Untuk Bali, khususnya, Irjen Agus menyebutkan ada pembatasan lalu lintas pada 28 Maret 2025 mulai pukul 17.00 WITA. “Tidak ada kendaraan yang boleh masuk Bali setelah pukul 17.00 pada tanggal 28 Maret, dan gerakan kendaraan dari Bali ke Banyuwangi juga akan dibatasi,” jelasnya.
Kakorlantas juga mengingatkan akan pentingnya evaluasi terkait tiga aspek utama dalam kelancaran operasi Ketupat : moda transportasi, infrastruktur jalan, dan rekayasa lalu lintas. Menurutnya, moda transportasi harus menjadi perhatian utama karena sekitar 42 persen pemudik menggunakan kendaraan pribadi dan sepeda motor.

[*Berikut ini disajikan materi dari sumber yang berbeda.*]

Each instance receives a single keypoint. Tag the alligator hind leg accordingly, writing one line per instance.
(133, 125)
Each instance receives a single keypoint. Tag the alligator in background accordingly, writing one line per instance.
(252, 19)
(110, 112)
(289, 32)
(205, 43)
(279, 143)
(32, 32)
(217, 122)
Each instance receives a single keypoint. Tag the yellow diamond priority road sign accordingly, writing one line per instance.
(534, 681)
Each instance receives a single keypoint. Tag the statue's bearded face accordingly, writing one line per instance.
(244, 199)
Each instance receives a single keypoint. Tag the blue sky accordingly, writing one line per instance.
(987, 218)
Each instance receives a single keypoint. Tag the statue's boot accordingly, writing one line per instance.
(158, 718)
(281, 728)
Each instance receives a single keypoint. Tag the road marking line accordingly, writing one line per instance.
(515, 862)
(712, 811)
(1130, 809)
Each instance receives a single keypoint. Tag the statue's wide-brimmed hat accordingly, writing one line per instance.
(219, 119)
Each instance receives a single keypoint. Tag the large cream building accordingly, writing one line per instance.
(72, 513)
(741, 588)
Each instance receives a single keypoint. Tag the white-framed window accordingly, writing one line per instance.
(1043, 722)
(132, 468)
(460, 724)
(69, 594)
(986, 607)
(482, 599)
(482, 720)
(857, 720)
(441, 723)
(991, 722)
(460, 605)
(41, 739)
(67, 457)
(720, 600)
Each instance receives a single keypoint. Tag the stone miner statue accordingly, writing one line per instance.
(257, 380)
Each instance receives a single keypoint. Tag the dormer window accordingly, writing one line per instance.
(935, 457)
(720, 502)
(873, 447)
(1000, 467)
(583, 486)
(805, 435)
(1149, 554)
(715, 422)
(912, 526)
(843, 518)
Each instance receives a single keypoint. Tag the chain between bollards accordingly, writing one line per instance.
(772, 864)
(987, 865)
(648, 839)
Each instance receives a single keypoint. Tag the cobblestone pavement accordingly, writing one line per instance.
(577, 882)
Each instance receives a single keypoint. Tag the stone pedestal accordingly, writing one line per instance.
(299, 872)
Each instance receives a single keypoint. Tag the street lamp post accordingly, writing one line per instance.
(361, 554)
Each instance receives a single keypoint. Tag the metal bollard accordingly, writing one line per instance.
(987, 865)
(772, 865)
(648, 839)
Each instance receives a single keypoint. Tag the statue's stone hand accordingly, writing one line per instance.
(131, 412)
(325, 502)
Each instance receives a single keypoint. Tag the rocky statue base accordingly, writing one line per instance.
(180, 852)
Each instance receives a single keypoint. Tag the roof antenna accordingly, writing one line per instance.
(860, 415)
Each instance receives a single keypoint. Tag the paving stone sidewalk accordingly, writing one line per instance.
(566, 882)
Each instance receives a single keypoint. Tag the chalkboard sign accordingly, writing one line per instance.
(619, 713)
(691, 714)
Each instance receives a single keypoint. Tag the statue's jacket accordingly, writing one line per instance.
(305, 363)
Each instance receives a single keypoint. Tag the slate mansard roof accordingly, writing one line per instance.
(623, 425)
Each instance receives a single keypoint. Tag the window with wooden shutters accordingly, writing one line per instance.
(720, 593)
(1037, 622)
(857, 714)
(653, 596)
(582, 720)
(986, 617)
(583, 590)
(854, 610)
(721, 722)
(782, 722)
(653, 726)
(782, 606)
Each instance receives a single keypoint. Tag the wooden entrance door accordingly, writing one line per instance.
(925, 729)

“Tahun ini, perbaikan infrastruktur jalan terbatas pada penambalan lubang. Meskipun sebagian jalan sudah diperbaiki, ada beberapa titik yang masih berlubang. Hal ini bisa menyebabkan kemacetan, terutama di jalur Pantura dan jalur selatan,” imbuhnya.
Rekayasa lalu lintas juga akan diterapkan sesuai dengan prediksi arus mudik. Salah satunya, contraflow dan one-way akan diterapkan jika volume kendaraan di jalur utama mencapai titik kritis.
“Jika jumlah kendaraan per jam di KM 47 sudah mencapai 5.500 unit, kita akan terapkan contraflow. Begitu juga jika volume kendaraan semakin meningkat,” tambah Kakorlantas.
Irjen Agus berharap, melalui koordinasi yang baik antara Kapolda, Kapolres, dan Dirlantas, operasi Ketupat 2025 akan berjalan lancar tanpa mengganggu kenyamanan masyarakat. Ia menegaskan bahwa keselamatan pemudik dan warga yang merayakan Nyepi adalah prioritas utama.
“Dengan pengelolaan yang baik, kami yakin kita bisa menghindari kemacetan. Kalau kondisi sudah padat, kami akan lakukan rekayasa lalu lintas agar arus tetap berjalan dengan aman dan nyaman,” pungkasnya.